また妙な頼み事をされましたわね、なんて思いつつもそれもまた救護のためならと快く「後は任せくださいませ」と笑い、いつものように送り出したのが翌朝である今日。
そして、ゲヘナで時折お世話になっている救急医学部のセナさんの救急車でセリナとハナエが意識を失ったミネをこのトリニティに運んできたのが、日の沈んだ夜になってからの事でした。
「ミネっ!? これは、一体……!? 二人とも、ミネの容体は!?」
なんとか混乱しそうになる心を抑えセリナとハナエに聞くと、またも驚きを隠せない話を聞かされました。
アリウスに現れたラッパを鳴らす謎の天使。銃弾の通らないその超常的な存在に取り込まれそうになりながらも、彼女は一人で四体を相手にし倒し、そして意識を失ってしまったそうです。
呼吸、脈拍は正常。外傷もなし。
しかし意識だけは戻らない。
ワタクシもできうる限りの検査を行いましたが目立った異常は見当たらず。
特殊な力によって意識を失っているとしか言えない現状に、何も手出しができませんでした。
つまりワタクシにできる事は、ただ彼女の横で目が覚めるのを待つのみなのです。
「フミ副団長……少し休まれては……」
明かりのない病室で彼女の横で座り容体を見守るワタクシに、セリナが言いました。
時計の針は十二時を越え、日付が変わっています。
「……分かっております、副団長として今のワタクシの行いがよくない事は。ですが、今はこうさせてください……きっと、今のワタクシは役立たずになってしまうでしょうから」
「違います……それでは、副団長のお体も……! ……いえ、分かりました。でも、無理だけはなさらないでくださいね」
セリナはワタクシの説得は無理だと悟ると歯がゆそうな表情で病室を去っていきました。
情けないことをしているのは理解しています。
だけれども、ワタクシの心は決して思い通りになってはくれません。
正しいと思える行いをできず、間違っていると分かっている行いをしてしまう。
本当に、どうして、人の心とはここまでままならないのでしょうか。
「……ミネ」
ベッドの上で眠る彼女の頬をそっと撫でます。
生徒達から恐れられる事も多い彼女ですが、こうしてその柔肌に触れていると他の生徒達と変わりません。
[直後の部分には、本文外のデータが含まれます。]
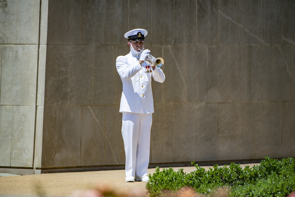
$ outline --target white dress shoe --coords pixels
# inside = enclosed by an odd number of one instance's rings
[[[135,181],[142,181],[142,182],[149,182],[150,179],[146,175],[143,176],[137,176],[135,177]]]
[[[132,176],[127,176],[125,178],[125,182],[135,182],[134,177]]]

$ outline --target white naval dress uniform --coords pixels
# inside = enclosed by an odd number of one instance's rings
[[[165,75],[156,67],[147,72],[145,61],[140,65],[138,53],[130,50],[117,58],[116,67],[123,83],[120,112],[122,113],[122,135],[126,156],[126,176],[146,175],[150,157],[150,128],[154,103],[152,76],[163,83]]]

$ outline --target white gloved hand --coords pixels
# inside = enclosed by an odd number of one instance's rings
[[[148,53],[150,52],[150,51],[148,49],[144,50],[142,51],[142,53],[141,53],[141,55],[140,55],[140,58],[139,60],[140,61],[145,61],[145,59],[147,58],[147,56],[148,55]]]

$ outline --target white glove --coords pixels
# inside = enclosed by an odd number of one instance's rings
[[[140,55],[140,58],[139,60],[140,61],[145,61],[146,59],[147,56],[148,55],[148,53],[150,52],[150,51],[148,49],[145,49],[142,51]]]

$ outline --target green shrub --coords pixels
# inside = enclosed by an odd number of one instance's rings
[[[260,165],[242,169],[233,163],[227,166],[206,170],[195,165],[196,170],[187,174],[183,169],[175,172],[173,168],[157,167],[146,188],[150,197],[165,196],[163,191],[175,193],[189,187],[206,196],[211,196],[219,188],[225,188],[229,197],[286,196],[295,191],[295,159],[281,160],[266,157]]]

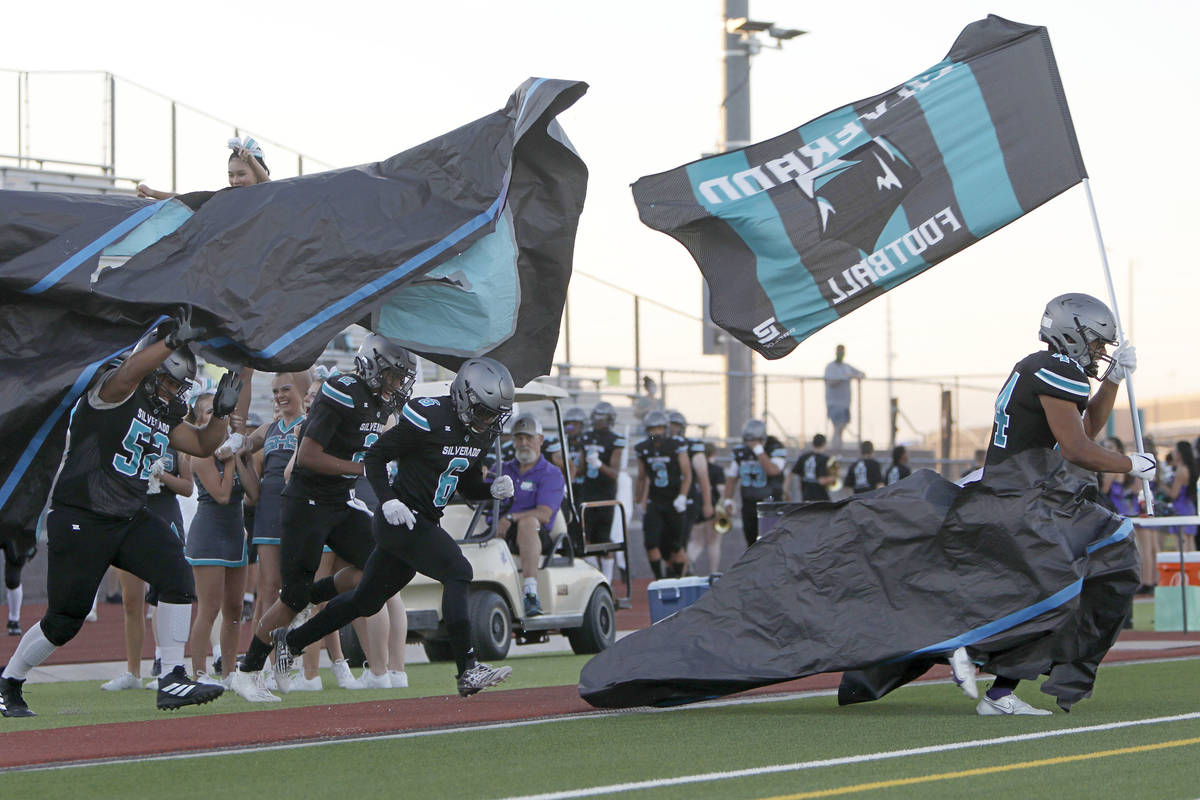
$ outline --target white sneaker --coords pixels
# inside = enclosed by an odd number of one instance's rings
[[[334,679],[337,680],[337,685],[342,688],[354,688],[354,684],[358,681],[354,679],[354,673],[350,672],[350,664],[347,663],[346,658],[338,658],[334,662]]]
[[[142,688],[142,679],[131,672],[121,673],[113,680],[100,685],[106,692],[119,692],[122,688]],[[155,686],[155,688],[158,688]]]
[[[962,693],[972,700],[979,698],[979,686],[976,684],[976,668],[966,648],[959,648],[950,654],[950,676]]]
[[[322,688],[324,687],[320,685],[320,675],[313,675],[310,679],[300,674],[292,679],[290,691],[293,692],[319,692]]]
[[[208,684],[209,686],[224,686],[224,681],[220,678],[215,678],[206,672],[196,673],[197,684]],[[228,688],[228,687],[227,687]]]
[[[994,700],[986,694],[979,698],[979,705],[976,706],[976,714],[984,717],[990,716],[1031,716],[1031,717],[1048,717],[1051,711],[1045,709],[1036,709],[1016,694],[1009,692],[1004,694],[998,700]]]
[[[250,703],[282,702],[278,697],[266,691],[262,672],[250,673],[240,669],[236,670],[233,674],[233,680],[229,681],[229,688],[236,692],[238,697]]]
[[[354,686],[350,686],[350,688],[391,688],[391,679],[388,676],[388,673],[377,675],[364,667],[362,674],[354,681]]]

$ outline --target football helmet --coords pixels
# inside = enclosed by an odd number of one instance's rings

ワタクシの指にかすかに触れる彼女の髪の一本一本はむしろ繊細で美しく、外からの月明かりでまるで妖精の如く輝きを見せています。
整った顔立ちで眠りに落ちる姿はまさに物語の中に出てくる悲劇の眠り姫。
――ワタクシが欲して止まぬ、麗しの蒼きお姫様。
「ああ……ミネ……ワタクシは、あなたの隣にさえいられれば、それでよかったって、そう
あの公園での日から、ワタクシの彼女への想いは余計に抑えつけられなくなっております。
――好き、好き、好き。あなたが大好き。愛している。あなたと結ばれたい。あなたと交わりたい。
一度は諦めたはずですのに、一度意識してしまえばやはりそんな事はできなくて。
自分の浅ましさに自ら失望して。
それでも、ワタクシは副団長なのですから、決してこんな感情を救護の場に持ち込んではいけないと努力して。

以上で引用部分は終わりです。